First of all thank you for taking the time and answering my probably a little bit confusing post.

> but I'd kindly ask you to respect our community's cultural values and be mindful of your tone. I'd encourage you to be direct about your needs or questions but please remove any form of attack or inflammatory language.

It was not my intention to be disrespectful in any way. I sometimes get heated up when I have to repeat myself over and over again supporting the community around WebdriverIO due to confusions around Selenium and WebDriver. I need to work on myself to be more professional in such situation. If someone felt attacked by that stupid tweet, I am sorry!

> Selenium is a trademark owned by the SFC on behalf of the project which has an official codebase. It will always be factually accurate that the code in that project's repository will be "official" as far as "Selenium" is concerned.

You are right Titus. I think here is the confusing part. The terminology about what browser/test automation is got mixed up over the years so that people referring to different things but actual mean something else.
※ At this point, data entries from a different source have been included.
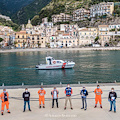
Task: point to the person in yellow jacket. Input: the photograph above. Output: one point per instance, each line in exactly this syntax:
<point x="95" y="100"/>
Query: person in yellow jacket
<point x="41" y="94"/>
<point x="98" y="92"/>
<point x="5" y="101"/>
<point x="54" y="94"/>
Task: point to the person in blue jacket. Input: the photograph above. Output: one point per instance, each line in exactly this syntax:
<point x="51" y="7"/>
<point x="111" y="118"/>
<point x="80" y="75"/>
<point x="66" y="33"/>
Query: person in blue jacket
<point x="84" y="94"/>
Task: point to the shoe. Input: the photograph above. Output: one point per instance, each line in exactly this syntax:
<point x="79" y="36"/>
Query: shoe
<point x="95" y="106"/>
<point x="100" y="106"/>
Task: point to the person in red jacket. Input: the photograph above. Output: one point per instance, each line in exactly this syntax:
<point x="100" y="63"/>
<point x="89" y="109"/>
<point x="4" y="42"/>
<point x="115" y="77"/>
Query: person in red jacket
<point x="41" y="94"/>
<point x="5" y="101"/>
<point x="68" y="91"/>
<point x="54" y="94"/>
<point x="98" y="92"/>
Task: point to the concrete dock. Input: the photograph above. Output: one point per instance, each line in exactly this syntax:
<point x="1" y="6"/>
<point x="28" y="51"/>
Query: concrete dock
<point x="49" y="113"/>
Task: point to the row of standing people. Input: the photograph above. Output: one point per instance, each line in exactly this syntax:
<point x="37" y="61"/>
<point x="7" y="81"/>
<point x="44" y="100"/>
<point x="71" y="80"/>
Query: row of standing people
<point x="68" y="91"/>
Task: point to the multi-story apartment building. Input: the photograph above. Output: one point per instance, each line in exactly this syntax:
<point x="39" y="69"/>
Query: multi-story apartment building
<point x="102" y="9"/>
<point x="104" y="36"/>
<point x="87" y="36"/>
<point x="114" y="26"/>
<point x="80" y="14"/>
<point x="36" y="40"/>
<point x="71" y="29"/>
<point x="68" y="41"/>
<point x="5" y="17"/>
<point x="62" y="17"/>
<point x="21" y="39"/>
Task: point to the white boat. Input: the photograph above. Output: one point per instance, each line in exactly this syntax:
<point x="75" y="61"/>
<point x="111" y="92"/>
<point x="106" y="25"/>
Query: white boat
<point x="51" y="63"/>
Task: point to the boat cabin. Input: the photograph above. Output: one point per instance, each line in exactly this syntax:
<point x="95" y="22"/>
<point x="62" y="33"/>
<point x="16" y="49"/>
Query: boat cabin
<point x="52" y="61"/>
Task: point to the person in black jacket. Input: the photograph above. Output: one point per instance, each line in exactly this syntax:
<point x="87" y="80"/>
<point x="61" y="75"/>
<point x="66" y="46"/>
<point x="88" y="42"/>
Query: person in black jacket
<point x="26" y="96"/>
<point x="112" y="98"/>
<point x="84" y="94"/>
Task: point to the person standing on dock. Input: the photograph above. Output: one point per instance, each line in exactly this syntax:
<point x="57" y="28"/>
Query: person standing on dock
<point x="54" y="94"/>
<point x="68" y="91"/>
<point x="84" y="94"/>
<point x="112" y="98"/>
<point x="41" y="94"/>
<point x="26" y="96"/>
<point x="5" y="101"/>
<point x="98" y="92"/>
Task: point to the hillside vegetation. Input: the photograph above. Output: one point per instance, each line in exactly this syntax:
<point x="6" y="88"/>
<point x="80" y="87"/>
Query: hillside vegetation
<point x="66" y="6"/>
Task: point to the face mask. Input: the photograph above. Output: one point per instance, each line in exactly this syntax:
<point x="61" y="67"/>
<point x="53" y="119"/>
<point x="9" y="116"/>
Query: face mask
<point x="4" y="91"/>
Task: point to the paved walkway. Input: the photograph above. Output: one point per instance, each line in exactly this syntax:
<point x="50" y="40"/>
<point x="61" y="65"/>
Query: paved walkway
<point x="48" y="113"/>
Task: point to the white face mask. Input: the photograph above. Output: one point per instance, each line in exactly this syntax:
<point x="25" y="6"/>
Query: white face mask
<point x="68" y="85"/>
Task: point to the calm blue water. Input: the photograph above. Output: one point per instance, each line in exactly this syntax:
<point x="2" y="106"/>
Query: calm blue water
<point x="91" y="66"/>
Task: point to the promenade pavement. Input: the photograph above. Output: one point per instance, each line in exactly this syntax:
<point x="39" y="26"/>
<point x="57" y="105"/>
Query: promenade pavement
<point x="49" y="113"/>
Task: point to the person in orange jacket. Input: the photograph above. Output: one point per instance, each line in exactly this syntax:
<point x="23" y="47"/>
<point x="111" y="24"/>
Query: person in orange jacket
<point x="41" y="94"/>
<point x="98" y="92"/>
<point x="54" y="94"/>
<point x="5" y="101"/>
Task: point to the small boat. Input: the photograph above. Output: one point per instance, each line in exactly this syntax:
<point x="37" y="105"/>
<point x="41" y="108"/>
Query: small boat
<point x="51" y="63"/>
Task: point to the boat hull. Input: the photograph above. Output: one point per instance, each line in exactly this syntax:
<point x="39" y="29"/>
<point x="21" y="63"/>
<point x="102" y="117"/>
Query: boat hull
<point x="50" y="67"/>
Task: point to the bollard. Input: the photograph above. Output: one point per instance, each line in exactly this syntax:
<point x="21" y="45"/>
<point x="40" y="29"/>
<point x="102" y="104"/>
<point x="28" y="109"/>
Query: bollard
<point x="3" y="84"/>
<point x="41" y="83"/>
<point x="78" y="82"/>
<point x="60" y="83"/>
<point x="22" y="84"/>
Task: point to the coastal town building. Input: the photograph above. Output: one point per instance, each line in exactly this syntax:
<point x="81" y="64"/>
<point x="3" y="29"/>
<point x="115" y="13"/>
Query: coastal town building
<point x="37" y="41"/>
<point x="68" y="41"/>
<point x="22" y="39"/>
<point x="104" y="36"/>
<point x="87" y="36"/>
<point x="102" y="9"/>
<point x="80" y="14"/>
<point x="7" y="34"/>
<point x="62" y="17"/>
<point x="114" y="26"/>
<point x="5" y="17"/>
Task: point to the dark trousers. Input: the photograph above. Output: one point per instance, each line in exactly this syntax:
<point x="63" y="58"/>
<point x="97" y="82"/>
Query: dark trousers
<point x="56" y="102"/>
<point x="84" y="101"/>
<point x="25" y="105"/>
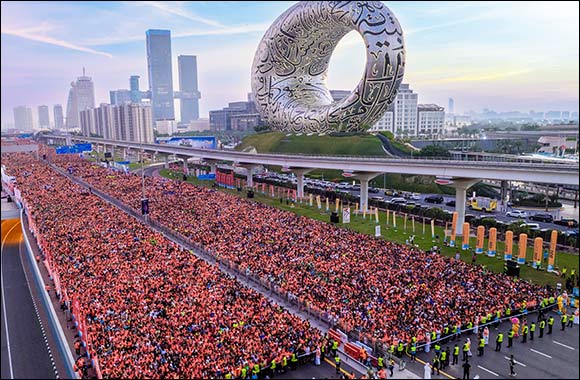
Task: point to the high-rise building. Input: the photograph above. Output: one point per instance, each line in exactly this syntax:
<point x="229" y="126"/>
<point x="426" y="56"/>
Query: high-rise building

The way I see it and please correct me if I am wrong. The overall automation protocol we are using is the WebDriver protocol which enables a unified specification to control all browser. On the other side there is Selenium which is an umbrella of well maintained non opinionated client libraries in all languages that allow you to programatically use that standard. The differentiation is not really clear to many people. They say something like: we use Selenium when they instead use a framework that is not maintained by the “official” Selenium maintainers.

> Your initial point, and conversation on IRC, noted that one of your issues centred around the use of the description "official bindings" for the JS bindings that are developed by the selenium project, and hosted within the project's source repository. To my mind, that seems like a reasonable label to apply to them. Are you suggesting an alternative?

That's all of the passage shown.